At nights and on weekends, I drove around what seemed like the entire island of Oahu, letting my antenna pick up the pulses of each Wi-Fi network. My GPS sensor tagged each access point with the location at which it was noticed, thanks to a mapping program I used called Kismet. What resulted was a map of the invisible networks we pass by every day without even noticing, a scandalously high percentage of which had either no security at all or security I could trivially bypass. Some of the networks required more sophisticated hacking. I’d briefly jam a network, causing its legitimate users to be booted off-line; in their attempt to reconnect, they’d automatically rebroadcast their “authentication packets,” which I could intercept and effectively decipher into passwords that would let me log on just like any other “authorized” user.
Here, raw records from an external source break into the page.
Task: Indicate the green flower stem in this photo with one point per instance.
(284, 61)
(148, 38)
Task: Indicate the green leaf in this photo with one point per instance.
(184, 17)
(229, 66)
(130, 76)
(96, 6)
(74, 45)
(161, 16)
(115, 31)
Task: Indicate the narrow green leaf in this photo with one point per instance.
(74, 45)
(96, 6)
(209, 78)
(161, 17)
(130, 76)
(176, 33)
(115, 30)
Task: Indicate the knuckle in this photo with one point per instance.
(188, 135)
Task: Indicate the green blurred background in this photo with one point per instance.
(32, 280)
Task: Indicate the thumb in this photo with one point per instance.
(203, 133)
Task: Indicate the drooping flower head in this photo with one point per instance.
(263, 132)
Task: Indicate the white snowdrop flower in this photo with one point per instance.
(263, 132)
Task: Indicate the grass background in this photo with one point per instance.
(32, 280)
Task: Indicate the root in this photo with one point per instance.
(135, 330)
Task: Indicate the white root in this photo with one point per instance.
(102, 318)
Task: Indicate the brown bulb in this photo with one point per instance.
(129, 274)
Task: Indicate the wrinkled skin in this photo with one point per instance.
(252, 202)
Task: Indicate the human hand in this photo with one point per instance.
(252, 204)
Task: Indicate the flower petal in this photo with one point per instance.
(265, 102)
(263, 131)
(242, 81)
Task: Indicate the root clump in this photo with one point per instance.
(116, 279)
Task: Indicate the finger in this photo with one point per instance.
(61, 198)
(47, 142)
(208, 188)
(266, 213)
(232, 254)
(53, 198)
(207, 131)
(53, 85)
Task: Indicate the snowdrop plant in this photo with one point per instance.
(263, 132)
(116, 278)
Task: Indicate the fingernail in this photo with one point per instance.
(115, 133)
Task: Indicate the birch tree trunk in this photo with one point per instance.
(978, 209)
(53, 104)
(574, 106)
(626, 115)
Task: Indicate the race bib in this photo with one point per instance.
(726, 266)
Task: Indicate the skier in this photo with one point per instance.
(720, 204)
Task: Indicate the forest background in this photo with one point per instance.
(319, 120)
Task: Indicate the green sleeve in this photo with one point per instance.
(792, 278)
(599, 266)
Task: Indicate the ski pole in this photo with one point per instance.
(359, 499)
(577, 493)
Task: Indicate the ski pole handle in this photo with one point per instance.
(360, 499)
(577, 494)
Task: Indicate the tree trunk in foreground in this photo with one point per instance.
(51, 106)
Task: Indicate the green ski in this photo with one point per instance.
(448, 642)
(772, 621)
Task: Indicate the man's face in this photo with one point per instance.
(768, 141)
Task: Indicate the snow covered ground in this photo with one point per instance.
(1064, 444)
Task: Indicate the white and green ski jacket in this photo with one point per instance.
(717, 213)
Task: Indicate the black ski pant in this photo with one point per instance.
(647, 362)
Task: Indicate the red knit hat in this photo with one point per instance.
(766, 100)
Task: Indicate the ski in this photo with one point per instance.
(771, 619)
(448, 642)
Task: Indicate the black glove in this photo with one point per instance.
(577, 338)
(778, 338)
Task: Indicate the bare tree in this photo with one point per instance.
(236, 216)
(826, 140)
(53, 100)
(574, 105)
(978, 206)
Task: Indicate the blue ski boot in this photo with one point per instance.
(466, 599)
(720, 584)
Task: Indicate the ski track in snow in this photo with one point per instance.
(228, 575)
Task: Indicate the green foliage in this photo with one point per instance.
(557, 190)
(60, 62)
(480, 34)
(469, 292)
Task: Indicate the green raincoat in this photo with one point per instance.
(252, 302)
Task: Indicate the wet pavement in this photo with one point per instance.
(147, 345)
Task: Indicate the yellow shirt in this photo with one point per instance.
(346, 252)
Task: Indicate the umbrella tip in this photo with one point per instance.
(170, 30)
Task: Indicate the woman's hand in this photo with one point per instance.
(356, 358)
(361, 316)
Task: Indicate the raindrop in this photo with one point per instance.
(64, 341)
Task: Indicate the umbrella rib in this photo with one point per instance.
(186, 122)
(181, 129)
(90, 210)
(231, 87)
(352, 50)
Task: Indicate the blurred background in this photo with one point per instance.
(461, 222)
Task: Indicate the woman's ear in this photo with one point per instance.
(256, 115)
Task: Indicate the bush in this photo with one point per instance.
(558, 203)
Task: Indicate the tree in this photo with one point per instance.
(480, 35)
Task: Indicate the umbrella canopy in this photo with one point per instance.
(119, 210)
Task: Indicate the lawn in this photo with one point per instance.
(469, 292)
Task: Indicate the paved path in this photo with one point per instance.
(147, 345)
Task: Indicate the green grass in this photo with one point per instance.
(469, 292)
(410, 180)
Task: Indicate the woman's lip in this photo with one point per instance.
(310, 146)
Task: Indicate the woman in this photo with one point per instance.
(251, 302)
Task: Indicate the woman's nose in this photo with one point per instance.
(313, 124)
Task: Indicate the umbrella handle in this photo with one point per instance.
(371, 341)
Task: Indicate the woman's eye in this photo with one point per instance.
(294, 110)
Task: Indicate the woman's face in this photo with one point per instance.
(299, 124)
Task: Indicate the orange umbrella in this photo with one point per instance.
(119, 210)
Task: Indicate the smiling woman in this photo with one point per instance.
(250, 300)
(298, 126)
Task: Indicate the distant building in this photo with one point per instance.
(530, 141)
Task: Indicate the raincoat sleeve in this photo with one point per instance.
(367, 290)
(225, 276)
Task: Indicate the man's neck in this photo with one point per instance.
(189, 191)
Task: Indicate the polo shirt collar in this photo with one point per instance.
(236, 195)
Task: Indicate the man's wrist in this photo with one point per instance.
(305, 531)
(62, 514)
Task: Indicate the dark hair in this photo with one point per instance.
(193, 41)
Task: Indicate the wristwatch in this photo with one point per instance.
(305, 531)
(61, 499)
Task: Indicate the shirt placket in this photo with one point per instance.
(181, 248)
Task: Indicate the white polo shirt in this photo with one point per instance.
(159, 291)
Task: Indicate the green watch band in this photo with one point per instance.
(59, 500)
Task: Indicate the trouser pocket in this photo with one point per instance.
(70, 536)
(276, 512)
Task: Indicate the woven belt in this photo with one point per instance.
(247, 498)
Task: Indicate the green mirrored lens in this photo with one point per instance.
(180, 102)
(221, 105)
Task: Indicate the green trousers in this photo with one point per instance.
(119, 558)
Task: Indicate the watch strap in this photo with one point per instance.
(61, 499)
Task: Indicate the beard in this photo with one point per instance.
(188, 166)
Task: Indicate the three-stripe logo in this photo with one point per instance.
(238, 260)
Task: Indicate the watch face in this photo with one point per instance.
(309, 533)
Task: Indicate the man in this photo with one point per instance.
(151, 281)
With this network map in hand, I’d drive around Oahu like a madman, trying to check my email to see which of the journalists had replied to me. Having made contact with Laura Poitras, I’d spend much of the evening writing to her—sitting behind the wheel of my car at the beach, filching the Wi-Fi from a nearby resort. Some of the journalists I’d chosen needed convincing to use encrypted email, which back in 2012 was a pain. In some cases, I had to show them how, so I’d upload tutorials—sitting in my idling car in a parking lot, availing myself of the network of a library. Or of a school. Or of a gas station. Or of a bank—which had horrifyingly poor protections. The point was to not create any patterns.